Björklund is a trend analyst and she has taken her journalistic skills to Enne – a Finnish agency looking to the future of trends in both design and society. Enne in collaboration with Habitare commissioned Susanna Björklund to create an installation that interprets the effects of political, social and digital changes on the world and how it affects our interiors and design.
Using modern design, ‘Signals’ shows social changes or ‘megatrends’ in a unique way. ‘Everything in the design world is happening in such fast cycles that it actually mirrors and shows signals of what is going to happen in society,’ Björklund says.
The ‘Signals’ exhibition showed four distinctly different styled spaces: ‘Inbetween’, ‘Simplify’, ‘Positive Psychology’ and ‘Deep’. All conceived with color themed products and fabrics provided by tonal experts.
Upon entering the elaborate ‘Deep’ room interiors, the rich colors and patterned fabrics create a sense of luxury and warmth. The wondrous Zarro marble tables sat with products includingTom Dixon gold candles, dark Gubi shelves, and rust- and navy-coloured Thonet chairs.

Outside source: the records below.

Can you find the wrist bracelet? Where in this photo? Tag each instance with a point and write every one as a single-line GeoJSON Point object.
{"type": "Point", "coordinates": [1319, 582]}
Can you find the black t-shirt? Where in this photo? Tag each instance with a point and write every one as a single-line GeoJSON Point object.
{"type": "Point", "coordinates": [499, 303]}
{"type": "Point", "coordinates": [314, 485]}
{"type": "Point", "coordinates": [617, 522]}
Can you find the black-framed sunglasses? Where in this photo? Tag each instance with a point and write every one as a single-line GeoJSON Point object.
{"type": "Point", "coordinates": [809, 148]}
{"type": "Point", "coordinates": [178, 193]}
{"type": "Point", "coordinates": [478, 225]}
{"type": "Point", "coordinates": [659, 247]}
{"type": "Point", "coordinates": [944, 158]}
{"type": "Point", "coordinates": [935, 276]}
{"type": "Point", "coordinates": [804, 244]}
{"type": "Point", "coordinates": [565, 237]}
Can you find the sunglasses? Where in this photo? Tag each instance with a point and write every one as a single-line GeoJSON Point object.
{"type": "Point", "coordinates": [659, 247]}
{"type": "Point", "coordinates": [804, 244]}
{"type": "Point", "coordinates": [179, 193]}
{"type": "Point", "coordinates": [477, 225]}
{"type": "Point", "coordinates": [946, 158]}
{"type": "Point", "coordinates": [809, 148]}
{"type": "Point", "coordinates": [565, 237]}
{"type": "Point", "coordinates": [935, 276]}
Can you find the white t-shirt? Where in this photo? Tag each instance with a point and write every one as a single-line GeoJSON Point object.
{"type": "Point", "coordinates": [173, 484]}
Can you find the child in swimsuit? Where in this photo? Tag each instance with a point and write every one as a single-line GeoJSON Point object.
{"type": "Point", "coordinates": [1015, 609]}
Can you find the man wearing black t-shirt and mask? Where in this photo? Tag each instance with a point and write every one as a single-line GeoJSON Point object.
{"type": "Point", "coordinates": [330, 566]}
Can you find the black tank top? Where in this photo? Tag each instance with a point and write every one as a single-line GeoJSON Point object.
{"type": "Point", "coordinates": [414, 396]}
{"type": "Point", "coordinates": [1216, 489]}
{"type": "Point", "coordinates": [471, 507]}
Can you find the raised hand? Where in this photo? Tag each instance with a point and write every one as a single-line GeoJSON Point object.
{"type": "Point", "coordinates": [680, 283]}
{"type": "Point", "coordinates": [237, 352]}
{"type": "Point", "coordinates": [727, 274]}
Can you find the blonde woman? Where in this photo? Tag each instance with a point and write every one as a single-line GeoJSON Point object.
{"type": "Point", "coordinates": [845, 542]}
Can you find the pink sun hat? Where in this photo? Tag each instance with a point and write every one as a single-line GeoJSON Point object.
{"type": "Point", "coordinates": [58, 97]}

Björklund wished to present an anti-minimalist setting, a space for cultures in economic struggle who seek comfort in darker colours and busier spaces.

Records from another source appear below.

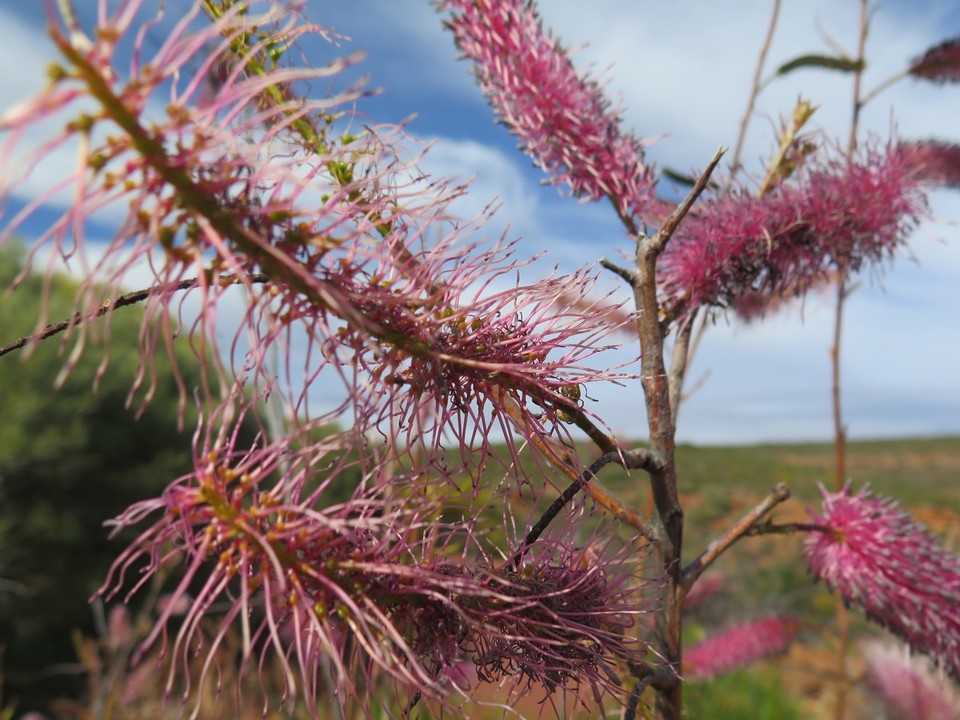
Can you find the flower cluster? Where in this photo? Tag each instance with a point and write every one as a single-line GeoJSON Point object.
{"type": "Point", "coordinates": [738, 647]}
{"type": "Point", "coordinates": [562, 119]}
{"type": "Point", "coordinates": [940, 64]}
{"type": "Point", "coordinates": [907, 686]}
{"type": "Point", "coordinates": [836, 215]}
{"type": "Point", "coordinates": [362, 585]}
{"type": "Point", "coordinates": [934, 162]}
{"type": "Point", "coordinates": [324, 550]}
{"type": "Point", "coordinates": [885, 563]}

The opposite is expressed in ‘Simplified’, a pared back, pastel hued set which felt more organic, with a moss rug by Finnish designer Minna Siltala and Piia Ouri, and an outdoor day bed from Ilse Crawford’s collection for Ikea amid the Rimowa suitcase and B&O speakers. Here, Björklund is touching on themes of urbanisation – more houses, less space – and therefore fewer possessions.
‘Inbetween’ is the most playful of the four. A burst of pop colour seen in the Muuto modular shelves lined up against the wall and the vintage Artek rocking chairs created a Memphis-style atmosphere, evoking a limbo between design and craft.
‘Positive Psychology’, the most controversial set up, is more of a mismatch of items designed in disarray with no particular theme, mixing a selection of plant life with rattan chairs and printed curtains designed by Björklund herself.